Question

Given that the divisor of $n={{3}^{p}}\cdot {{5}^{q}}\cdot {{7}^{r}}$ are of the form $4\lambda +1$, $\lambda \ge 0$, then
(a) $p+r$ is always even
(b) $p+q+r$ is always odd
(c) q can be any integer
(d) if p is odd then r is even

Answer 1

Hint: To solve this kind of question, we will have to take up a number of cases consisting of different values of p, q, r and we will have to develop a relation among these three variables. Once we have developed a relation among three variables we can check the option one by one.

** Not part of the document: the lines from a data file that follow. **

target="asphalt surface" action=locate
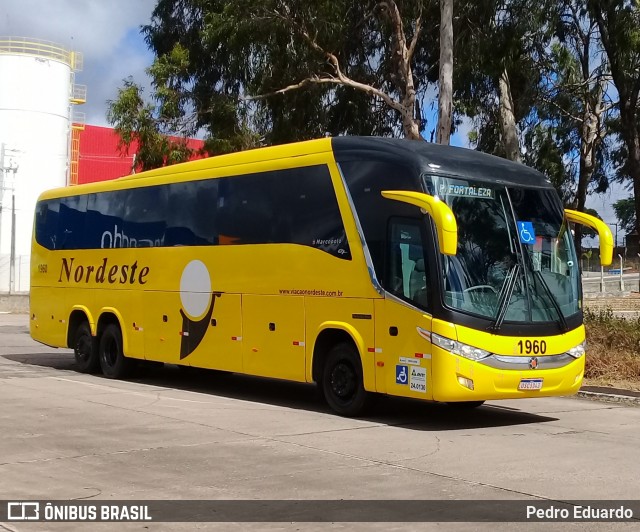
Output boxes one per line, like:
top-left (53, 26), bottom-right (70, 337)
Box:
top-left (0, 313), bottom-right (639, 531)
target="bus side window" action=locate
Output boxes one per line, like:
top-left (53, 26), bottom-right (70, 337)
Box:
top-left (123, 186), bottom-right (168, 248)
top-left (385, 218), bottom-right (430, 310)
top-left (86, 190), bottom-right (126, 249)
top-left (166, 180), bottom-right (218, 246)
top-left (35, 199), bottom-right (60, 250)
top-left (58, 195), bottom-right (87, 250)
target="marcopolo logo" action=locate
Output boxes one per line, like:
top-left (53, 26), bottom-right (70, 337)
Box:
top-left (58, 257), bottom-right (150, 285)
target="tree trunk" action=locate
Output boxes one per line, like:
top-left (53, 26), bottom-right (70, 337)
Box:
top-left (436, 0), bottom-right (453, 145)
top-left (498, 68), bottom-right (521, 163)
top-left (402, 111), bottom-right (422, 140)
top-left (574, 80), bottom-right (604, 254)
top-left (621, 106), bottom-right (640, 234)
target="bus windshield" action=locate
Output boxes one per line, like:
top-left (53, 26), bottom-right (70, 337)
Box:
top-left (423, 175), bottom-right (580, 325)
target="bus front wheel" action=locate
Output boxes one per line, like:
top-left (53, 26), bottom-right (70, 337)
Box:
top-left (73, 322), bottom-right (99, 374)
top-left (322, 343), bottom-right (371, 417)
top-left (99, 324), bottom-right (132, 379)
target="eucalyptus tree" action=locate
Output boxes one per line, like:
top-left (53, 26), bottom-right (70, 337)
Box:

Complete step-by-step answer:
So, now let us start the question with forming the cases:
Case I: - Let the value of q be 1 and the value of p and r are also equal to 1. Thus, $n={{3}^{1}}\times {{5}^{1}}\times {{7}^{1}}=105$. It is of the form $4\lambda +1$ . Let the value of q be 2 and the value of p and r is equal to 1. Thus $n={{3}^{1}}\times {{5}^{2}}\times {{7}^{1}}=525$ . In this case also, the divisors are of the form $4\lambda +1$ . So, we can say that q can contain any value.
Case II: - Now let us check what happens if the value of p becomes 2, q and r remain 1. Thus, $n={{3}^{2}}\times {{5}^{1}}\times {{7}^{1}}=315$ . It is of the form $4\lambda -1$ .Now, let the value of $r=2$ and the values of p and q remain the same. Thus $n={{3}^{2}}\times {{5}^{1}}\times {{7}^{2}}=2205$ . It is of the form $4\lambda +1$ . Thus, from the above cases we can conclude that the q can have any value. Also, when the value of p is odd then the value of r should be odd.
Now, we are going to check options: -
Option (a): - If p is odd then r will also be odd and if p is even then r will also be even. So, $\left( p+r \right)$ will always be even.
Option (b): - From the above option, we can say that $\left( p+r \right)$ is always even, but q can have any value, that is it can be either even or odd. So, the value of $\left( p+q+r \right)$ can be odd or even.
Option (c): - q can have any integral value.
Option (d): - If p is odd and r is even then the divisors will be of the form $\left( 4\lambda -1 \right)$ .
Hence, (a) and (c) are correct.

Note: The alternate method is given by: -
${{3}^{p}}={{\left( 4-1 \right)}^{p}}={}^{p}{{C}_{0}}{{4}^{0}}{{\left( -1 \right)}^{p}}+{}^{p}{{C}_{1}}{{4}^{1}}{{\left( -1 \right)}^{p-1}}+......{}^{p}{{C}_{p}}{{4}^{p}}$
$={{\left( -1 \right)}^{p}}+4\lambda $
${{5}^{p}}={{\left( 4+1 \right)}^{p}}={}^{p}{{C}_{0}}{{4}^{0}}{{\left( 1 \right)}^{p}}+{}^{p}{{C}_{1}}{{4}^{1}}{{\left( 1 \right)}^{p-1}}+......{}^{p}{{C}_{p}}{{4}^{p}}$
$=1+4\lambda $
${{7}^{p}}={{\left( 8-1 \right)}^{p}}={}^{p}{{C}_{0}}{{8}^{0}}{{\left( -1 \right)}^{p}}+{}^{p}{{C}_{1}}{{8}^{1}}{{\left( -1 \right)}^{p-1}}+......{}^{p}{{C}_{p}}{{8}^{p}}$
$={{\left( -1 \right)}^{p}}+4\lambda $
Form above equations also, the option (a) and (c) are satisfying.